How can women manage their health during and after pregnancy?
Women should endeavour to maintain a healthy lifestyle by cutting out habits like smoking or drinking and eating well balanced meals, especially folate rich foods. This is because, folic acid is essential for the rapid cell growth of the placenta, development of the baby and in prevention of pre-eclampsia. Most women don’t find out they are pregnant early enough and it is during this period that serious birth defects like neural tube defect, brain and spinal cord defects could occur in the baby of these folate deficient women before they realize they are pregnant. Health professionals even advise on taking folic acid for up to a month before conception, and this, along with other vitamins prescribed by the doctor during antenatal visits should be continued throughout pregnancy.

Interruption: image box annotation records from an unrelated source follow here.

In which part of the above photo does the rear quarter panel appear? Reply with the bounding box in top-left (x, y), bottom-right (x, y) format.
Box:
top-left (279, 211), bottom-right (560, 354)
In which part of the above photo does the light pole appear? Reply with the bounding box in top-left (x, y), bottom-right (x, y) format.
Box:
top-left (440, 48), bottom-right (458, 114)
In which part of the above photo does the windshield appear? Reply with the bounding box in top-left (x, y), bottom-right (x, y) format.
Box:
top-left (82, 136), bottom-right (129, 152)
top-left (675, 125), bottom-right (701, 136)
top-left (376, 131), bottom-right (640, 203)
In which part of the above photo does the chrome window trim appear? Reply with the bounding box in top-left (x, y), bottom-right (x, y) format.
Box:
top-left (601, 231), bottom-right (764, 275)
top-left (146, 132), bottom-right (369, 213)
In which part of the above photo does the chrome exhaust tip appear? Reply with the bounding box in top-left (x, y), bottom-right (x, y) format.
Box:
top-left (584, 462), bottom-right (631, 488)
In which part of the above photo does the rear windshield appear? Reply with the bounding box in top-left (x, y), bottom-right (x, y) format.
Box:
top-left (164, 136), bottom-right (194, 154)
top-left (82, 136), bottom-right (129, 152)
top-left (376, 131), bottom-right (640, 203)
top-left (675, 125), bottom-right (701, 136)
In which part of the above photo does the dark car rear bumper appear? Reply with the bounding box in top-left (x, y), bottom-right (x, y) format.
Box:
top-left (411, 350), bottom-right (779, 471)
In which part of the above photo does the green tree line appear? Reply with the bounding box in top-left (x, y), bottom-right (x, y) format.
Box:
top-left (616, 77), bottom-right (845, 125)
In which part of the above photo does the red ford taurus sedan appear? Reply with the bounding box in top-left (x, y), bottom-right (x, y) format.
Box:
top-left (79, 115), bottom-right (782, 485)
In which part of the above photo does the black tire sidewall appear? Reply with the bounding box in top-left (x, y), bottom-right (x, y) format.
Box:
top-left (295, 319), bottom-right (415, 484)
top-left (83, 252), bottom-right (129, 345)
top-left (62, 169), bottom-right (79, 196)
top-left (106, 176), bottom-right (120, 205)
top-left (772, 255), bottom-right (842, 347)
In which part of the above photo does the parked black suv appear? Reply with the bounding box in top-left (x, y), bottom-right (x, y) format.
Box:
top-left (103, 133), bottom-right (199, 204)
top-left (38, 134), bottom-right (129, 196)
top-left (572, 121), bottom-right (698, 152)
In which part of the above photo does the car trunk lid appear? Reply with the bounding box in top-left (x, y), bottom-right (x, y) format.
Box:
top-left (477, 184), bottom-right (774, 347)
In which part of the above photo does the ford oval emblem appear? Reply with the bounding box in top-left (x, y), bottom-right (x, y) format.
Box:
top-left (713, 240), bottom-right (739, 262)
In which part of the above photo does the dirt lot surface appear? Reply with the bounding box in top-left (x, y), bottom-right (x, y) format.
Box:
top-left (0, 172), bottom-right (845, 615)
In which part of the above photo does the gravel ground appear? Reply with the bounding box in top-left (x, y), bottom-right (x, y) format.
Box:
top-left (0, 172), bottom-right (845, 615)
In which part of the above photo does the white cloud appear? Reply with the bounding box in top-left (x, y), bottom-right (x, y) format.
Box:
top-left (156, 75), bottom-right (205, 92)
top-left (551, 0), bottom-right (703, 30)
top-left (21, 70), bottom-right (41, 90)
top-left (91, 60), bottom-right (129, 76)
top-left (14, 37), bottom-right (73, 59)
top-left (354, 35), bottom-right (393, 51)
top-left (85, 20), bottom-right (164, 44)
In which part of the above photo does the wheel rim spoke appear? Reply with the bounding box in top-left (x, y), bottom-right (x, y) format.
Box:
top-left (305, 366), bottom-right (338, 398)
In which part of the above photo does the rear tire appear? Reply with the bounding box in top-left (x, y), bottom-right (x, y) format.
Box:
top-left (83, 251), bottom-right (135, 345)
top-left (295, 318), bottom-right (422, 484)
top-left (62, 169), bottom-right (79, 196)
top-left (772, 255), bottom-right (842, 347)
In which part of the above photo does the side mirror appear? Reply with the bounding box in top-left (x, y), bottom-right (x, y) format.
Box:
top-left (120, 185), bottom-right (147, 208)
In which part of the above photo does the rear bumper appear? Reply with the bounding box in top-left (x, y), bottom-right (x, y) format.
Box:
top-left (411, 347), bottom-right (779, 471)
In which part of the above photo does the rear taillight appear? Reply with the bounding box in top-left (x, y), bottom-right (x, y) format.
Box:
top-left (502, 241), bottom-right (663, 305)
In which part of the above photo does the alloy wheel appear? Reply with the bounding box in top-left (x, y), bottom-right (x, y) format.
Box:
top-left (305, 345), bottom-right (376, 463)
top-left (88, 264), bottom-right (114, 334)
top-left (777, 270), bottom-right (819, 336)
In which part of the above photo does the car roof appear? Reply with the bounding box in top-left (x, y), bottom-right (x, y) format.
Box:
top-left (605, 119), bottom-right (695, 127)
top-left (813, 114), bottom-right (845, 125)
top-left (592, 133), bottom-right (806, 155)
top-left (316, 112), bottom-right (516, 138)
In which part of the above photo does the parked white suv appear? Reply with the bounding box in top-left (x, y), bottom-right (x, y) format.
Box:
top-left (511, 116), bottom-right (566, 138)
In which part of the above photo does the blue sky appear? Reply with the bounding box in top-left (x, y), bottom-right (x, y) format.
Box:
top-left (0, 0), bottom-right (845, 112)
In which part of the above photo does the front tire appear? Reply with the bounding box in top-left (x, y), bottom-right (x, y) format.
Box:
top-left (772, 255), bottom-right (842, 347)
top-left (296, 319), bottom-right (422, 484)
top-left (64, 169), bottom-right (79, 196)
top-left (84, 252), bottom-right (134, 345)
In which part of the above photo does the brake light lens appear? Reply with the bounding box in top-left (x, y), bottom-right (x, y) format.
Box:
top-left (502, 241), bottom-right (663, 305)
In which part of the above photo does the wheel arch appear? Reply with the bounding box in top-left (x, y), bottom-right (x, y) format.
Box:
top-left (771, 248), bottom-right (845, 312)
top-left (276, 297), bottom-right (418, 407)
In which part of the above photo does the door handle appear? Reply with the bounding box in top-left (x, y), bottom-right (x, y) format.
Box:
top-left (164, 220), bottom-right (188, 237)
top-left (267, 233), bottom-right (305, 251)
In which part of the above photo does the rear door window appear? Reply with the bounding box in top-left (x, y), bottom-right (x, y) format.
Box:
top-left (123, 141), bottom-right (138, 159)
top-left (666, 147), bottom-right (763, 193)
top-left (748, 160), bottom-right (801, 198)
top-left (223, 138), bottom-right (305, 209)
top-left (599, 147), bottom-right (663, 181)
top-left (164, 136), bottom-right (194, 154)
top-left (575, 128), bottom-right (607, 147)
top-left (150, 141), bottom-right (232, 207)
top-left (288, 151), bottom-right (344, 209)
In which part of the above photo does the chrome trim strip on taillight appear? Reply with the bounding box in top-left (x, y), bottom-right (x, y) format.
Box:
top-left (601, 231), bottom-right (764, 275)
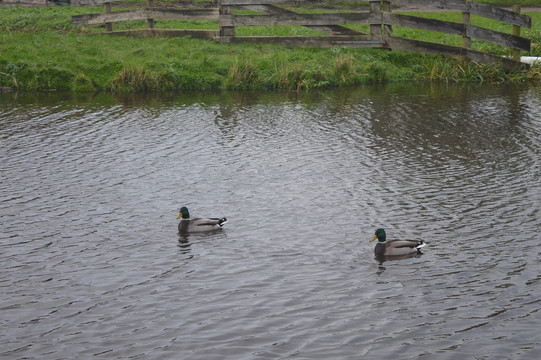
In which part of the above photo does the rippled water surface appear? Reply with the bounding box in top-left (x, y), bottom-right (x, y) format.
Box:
top-left (0, 85), bottom-right (541, 360)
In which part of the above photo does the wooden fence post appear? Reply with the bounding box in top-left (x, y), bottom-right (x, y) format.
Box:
top-left (383, 0), bottom-right (393, 36)
top-left (512, 4), bottom-right (520, 61)
top-left (462, 0), bottom-right (471, 50)
top-left (370, 1), bottom-right (383, 41)
top-left (103, 2), bottom-right (113, 32)
top-left (218, 0), bottom-right (235, 43)
top-left (147, 0), bottom-right (154, 30)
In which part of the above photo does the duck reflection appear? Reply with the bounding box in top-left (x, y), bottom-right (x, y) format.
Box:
top-left (177, 234), bottom-right (193, 259)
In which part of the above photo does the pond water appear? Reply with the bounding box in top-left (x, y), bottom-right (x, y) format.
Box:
top-left (0, 84), bottom-right (541, 360)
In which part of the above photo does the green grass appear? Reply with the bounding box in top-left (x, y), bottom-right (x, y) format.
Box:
top-left (0, 7), bottom-right (541, 92)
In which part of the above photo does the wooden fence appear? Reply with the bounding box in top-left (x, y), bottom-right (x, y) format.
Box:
top-left (72, 0), bottom-right (531, 70)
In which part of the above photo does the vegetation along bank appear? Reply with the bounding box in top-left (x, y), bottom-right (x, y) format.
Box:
top-left (0, 0), bottom-right (541, 92)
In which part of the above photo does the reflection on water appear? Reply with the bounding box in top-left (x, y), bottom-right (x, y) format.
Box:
top-left (0, 84), bottom-right (541, 359)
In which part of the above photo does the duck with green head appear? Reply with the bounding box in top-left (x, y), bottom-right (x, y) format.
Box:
top-left (370, 229), bottom-right (426, 257)
top-left (177, 206), bottom-right (227, 233)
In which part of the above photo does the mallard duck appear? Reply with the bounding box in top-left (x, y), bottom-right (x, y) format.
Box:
top-left (370, 229), bottom-right (426, 257)
top-left (177, 206), bottom-right (227, 233)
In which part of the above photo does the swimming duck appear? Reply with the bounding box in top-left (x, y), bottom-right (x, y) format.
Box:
top-left (177, 206), bottom-right (227, 233)
top-left (370, 229), bottom-right (426, 257)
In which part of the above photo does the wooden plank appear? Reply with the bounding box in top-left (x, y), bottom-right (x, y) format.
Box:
top-left (242, 4), bottom-right (363, 35)
top-left (71, 9), bottom-right (218, 25)
top-left (70, 0), bottom-right (122, 6)
top-left (386, 36), bottom-right (528, 71)
top-left (466, 25), bottom-right (531, 51)
top-left (231, 35), bottom-right (383, 48)
top-left (383, 12), bottom-right (466, 35)
top-left (145, 8), bottom-right (220, 20)
top-left (383, 12), bottom-right (530, 51)
top-left (469, 2), bottom-right (532, 29)
top-left (220, 0), bottom-right (362, 6)
top-left (107, 29), bottom-right (219, 40)
top-left (393, 0), bottom-right (532, 29)
top-left (392, 0), bottom-right (466, 11)
top-left (220, 13), bottom-right (381, 26)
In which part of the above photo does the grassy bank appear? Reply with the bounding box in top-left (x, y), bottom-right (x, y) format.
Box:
top-left (0, 6), bottom-right (541, 92)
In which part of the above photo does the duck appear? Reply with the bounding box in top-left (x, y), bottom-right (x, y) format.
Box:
top-left (177, 206), bottom-right (227, 233)
top-left (370, 229), bottom-right (426, 257)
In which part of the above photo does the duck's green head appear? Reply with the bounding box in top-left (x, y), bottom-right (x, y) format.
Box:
top-left (177, 206), bottom-right (190, 219)
top-left (370, 229), bottom-right (387, 242)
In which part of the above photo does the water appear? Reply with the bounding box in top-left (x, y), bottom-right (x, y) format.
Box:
top-left (0, 85), bottom-right (541, 360)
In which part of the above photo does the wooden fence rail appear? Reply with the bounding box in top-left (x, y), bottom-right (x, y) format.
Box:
top-left (72, 0), bottom-right (531, 70)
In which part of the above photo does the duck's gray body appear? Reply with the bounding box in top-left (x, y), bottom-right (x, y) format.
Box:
top-left (370, 229), bottom-right (426, 257)
top-left (177, 206), bottom-right (227, 233)
top-left (178, 218), bottom-right (227, 233)
top-left (374, 240), bottom-right (426, 257)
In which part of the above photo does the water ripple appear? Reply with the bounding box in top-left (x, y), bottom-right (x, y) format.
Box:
top-left (0, 84), bottom-right (541, 359)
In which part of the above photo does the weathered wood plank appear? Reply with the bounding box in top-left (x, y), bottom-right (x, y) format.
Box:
top-left (242, 4), bottom-right (363, 35)
top-left (71, 9), bottom-right (218, 25)
top-left (470, 2), bottom-right (532, 29)
top-left (70, 0), bottom-right (122, 6)
top-left (383, 12), bottom-right (530, 51)
top-left (383, 12), bottom-right (466, 35)
top-left (145, 8), bottom-right (220, 20)
top-left (107, 29), bottom-right (219, 40)
top-left (386, 37), bottom-right (528, 71)
top-left (231, 35), bottom-right (383, 48)
top-left (391, 0), bottom-right (465, 11)
top-left (220, 12), bottom-right (381, 26)
top-left (221, 0), bottom-right (364, 6)
top-left (391, 0), bottom-right (532, 28)
top-left (466, 25), bottom-right (531, 51)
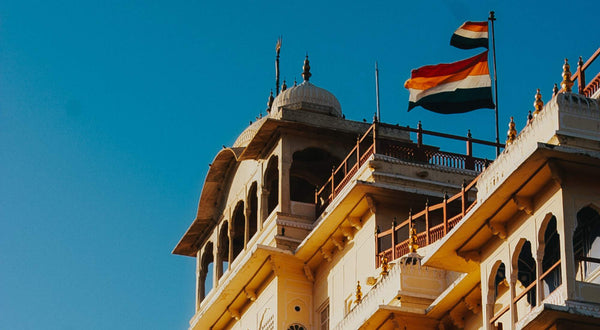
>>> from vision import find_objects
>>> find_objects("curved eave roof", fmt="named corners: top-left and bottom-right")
top-left (173, 147), bottom-right (244, 257)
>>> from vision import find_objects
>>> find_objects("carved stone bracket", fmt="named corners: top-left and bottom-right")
top-left (512, 195), bottom-right (533, 215)
top-left (487, 221), bottom-right (507, 239)
top-left (331, 236), bottom-right (344, 251)
top-left (304, 264), bottom-right (315, 282)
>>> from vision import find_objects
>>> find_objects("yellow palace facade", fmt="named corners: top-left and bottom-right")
top-left (174, 50), bottom-right (600, 330)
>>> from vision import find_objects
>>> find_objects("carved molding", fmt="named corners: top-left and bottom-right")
top-left (456, 250), bottom-right (481, 263)
top-left (348, 217), bottom-right (362, 230)
top-left (487, 221), bottom-right (508, 239)
top-left (512, 195), bottom-right (533, 215)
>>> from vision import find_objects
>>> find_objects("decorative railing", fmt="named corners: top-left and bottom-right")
top-left (571, 48), bottom-right (600, 97)
top-left (315, 122), bottom-right (504, 217)
top-left (375, 177), bottom-right (479, 267)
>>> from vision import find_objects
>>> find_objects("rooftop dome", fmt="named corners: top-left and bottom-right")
top-left (271, 56), bottom-right (342, 117)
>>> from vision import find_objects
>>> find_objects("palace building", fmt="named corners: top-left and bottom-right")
top-left (173, 49), bottom-right (600, 330)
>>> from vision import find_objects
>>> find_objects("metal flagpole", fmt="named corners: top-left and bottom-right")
top-left (488, 10), bottom-right (500, 156)
top-left (375, 61), bottom-right (381, 122)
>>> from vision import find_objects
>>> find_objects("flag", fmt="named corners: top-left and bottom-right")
top-left (404, 50), bottom-right (494, 114)
top-left (450, 21), bottom-right (488, 49)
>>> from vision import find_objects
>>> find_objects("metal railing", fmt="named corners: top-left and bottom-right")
top-left (375, 177), bottom-right (479, 267)
top-left (315, 122), bottom-right (504, 217)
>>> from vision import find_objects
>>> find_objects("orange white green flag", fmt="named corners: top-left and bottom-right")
top-left (404, 51), bottom-right (494, 114)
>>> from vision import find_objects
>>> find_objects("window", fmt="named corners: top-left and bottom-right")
top-left (319, 302), bottom-right (329, 330)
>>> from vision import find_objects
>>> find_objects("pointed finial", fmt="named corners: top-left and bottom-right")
top-left (560, 58), bottom-right (573, 93)
top-left (533, 88), bottom-right (544, 117)
top-left (380, 255), bottom-right (390, 277)
top-left (355, 281), bottom-right (362, 304)
top-left (302, 54), bottom-right (312, 81)
top-left (267, 90), bottom-right (275, 112)
top-left (506, 117), bottom-right (517, 145)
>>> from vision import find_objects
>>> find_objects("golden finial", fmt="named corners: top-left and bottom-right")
top-left (302, 54), bottom-right (312, 81)
top-left (560, 58), bottom-right (573, 93)
top-left (506, 117), bottom-right (517, 145)
top-left (408, 221), bottom-right (419, 253)
top-left (355, 281), bottom-right (362, 304)
top-left (267, 90), bottom-right (275, 112)
top-left (381, 256), bottom-right (390, 276)
top-left (533, 88), bottom-right (544, 117)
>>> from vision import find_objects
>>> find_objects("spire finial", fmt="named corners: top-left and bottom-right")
top-left (267, 90), bottom-right (275, 112)
top-left (302, 53), bottom-right (312, 81)
top-left (533, 88), bottom-right (544, 117)
top-left (506, 117), bottom-right (517, 145)
top-left (408, 220), bottom-right (419, 253)
top-left (560, 58), bottom-right (573, 93)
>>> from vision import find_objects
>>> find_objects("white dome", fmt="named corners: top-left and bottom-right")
top-left (271, 81), bottom-right (342, 117)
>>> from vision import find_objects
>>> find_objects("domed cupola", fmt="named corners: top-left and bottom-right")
top-left (270, 55), bottom-right (342, 117)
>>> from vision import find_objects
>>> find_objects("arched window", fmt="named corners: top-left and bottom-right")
top-left (217, 221), bottom-right (229, 278)
top-left (248, 182), bottom-right (258, 239)
top-left (517, 241), bottom-right (536, 306)
top-left (231, 201), bottom-right (246, 262)
top-left (573, 206), bottom-right (600, 281)
top-left (198, 242), bottom-right (214, 301)
top-left (290, 148), bottom-right (339, 203)
top-left (541, 216), bottom-right (562, 296)
top-left (263, 156), bottom-right (279, 221)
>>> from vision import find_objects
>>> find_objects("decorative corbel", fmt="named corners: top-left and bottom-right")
top-left (348, 217), bottom-right (362, 230)
top-left (227, 306), bottom-right (241, 321)
top-left (365, 195), bottom-right (377, 214)
top-left (244, 288), bottom-right (256, 301)
top-left (487, 221), bottom-right (507, 239)
top-left (304, 264), bottom-right (315, 282)
top-left (456, 250), bottom-right (481, 263)
top-left (341, 226), bottom-right (354, 241)
top-left (512, 195), bottom-right (533, 215)
top-left (321, 248), bottom-right (333, 261)
top-left (331, 236), bottom-right (344, 251)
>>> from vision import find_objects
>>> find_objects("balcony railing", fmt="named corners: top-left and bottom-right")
top-left (375, 177), bottom-right (479, 267)
top-left (315, 122), bottom-right (504, 217)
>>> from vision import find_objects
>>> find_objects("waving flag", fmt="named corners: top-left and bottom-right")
top-left (404, 51), bottom-right (494, 114)
top-left (450, 21), bottom-right (488, 49)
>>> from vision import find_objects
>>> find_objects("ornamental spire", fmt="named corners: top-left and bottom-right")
top-left (302, 54), bottom-right (312, 81)
top-left (560, 58), bottom-right (573, 93)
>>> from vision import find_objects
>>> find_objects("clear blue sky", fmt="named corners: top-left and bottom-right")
top-left (0, 0), bottom-right (600, 329)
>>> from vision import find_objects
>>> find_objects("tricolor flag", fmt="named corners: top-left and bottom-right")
top-left (450, 21), bottom-right (488, 49)
top-left (404, 50), bottom-right (494, 114)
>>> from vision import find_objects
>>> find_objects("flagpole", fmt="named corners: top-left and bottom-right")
top-left (488, 10), bottom-right (500, 156)
top-left (375, 61), bottom-right (381, 122)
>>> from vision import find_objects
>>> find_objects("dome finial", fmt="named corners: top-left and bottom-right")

We encourage light exercises during pregnancy as well, as this helps to prevent or treat gestational diabetes, reduce backaches, constipation and swelling, to sleep better, helps to cope with labor and getting back in shape after giving birth.
After pregnancy, the new mum owes it to herself to rest when she can as her whole routine will be changed by the baby, and she might not get as much sleep as she is used to. Maintain healthy eating habits still, because for mothers that choose to breastfeed [which we strongly encourage], the baby’s nutrient intake will be made up of what the mother eats. Taking it one step at a time, because mothering experience is not the same for everyone and that all the answers cannot be known at once. A support system is vital to helping the new mum adjust well to motherhood.
Have you come across underage girls who have gotten pregnant and how have you handled them?
We have not yet come across underage girls who are pregnant, but we are very much aware that this demographic is there and their needs are unique. Our longterm goal is to set up a home for women, where women – including pregnant girls – can come and get the help they need including antenatal care, learn skills and to be reintegrated as self sustaining and productive members of society.
What are the challenges your NGO has faced and how have you dealt with them?
One issue we have faced is getting the word out about our events. While social media is a great tool for us, many of the women that we aim to reach are not online. We have discovered that giving out fliers is not enough, and we now work with people in communities that have access to women, so that we can meet with women in their communities and talk to them before our seminars, to let them know why they should attend.
Another issue is fund-raising. While we are very lucky to be able to rely on the donations of kind individuals, it has been difficult getting corporate sponsorship on a larger scale. We are working hard to prove ourselves with the funds we get, so that organizations can see the value in what we do and how many women we are able to reach.
What plans do you have for 2017?
2017 is going to be a busy year for us. We will be having a Mother’s Day outreach at the Lagos Island Maternity Hospital this month, and we hope to host a least 2 more healthy pregnancy seminars under the Ene Project. We want to conduct more visits to maternity hospitals, and to set up a partnership with a local non-profit maternity clinic to encourage women to attend all their antenatal visits. We also hope to launch Free To Rise, our reproductive health and hygiene awareness campaign for girls, later this year. Our goal is to make our projects more sustainable through community partnerships, and corporate sponsorships.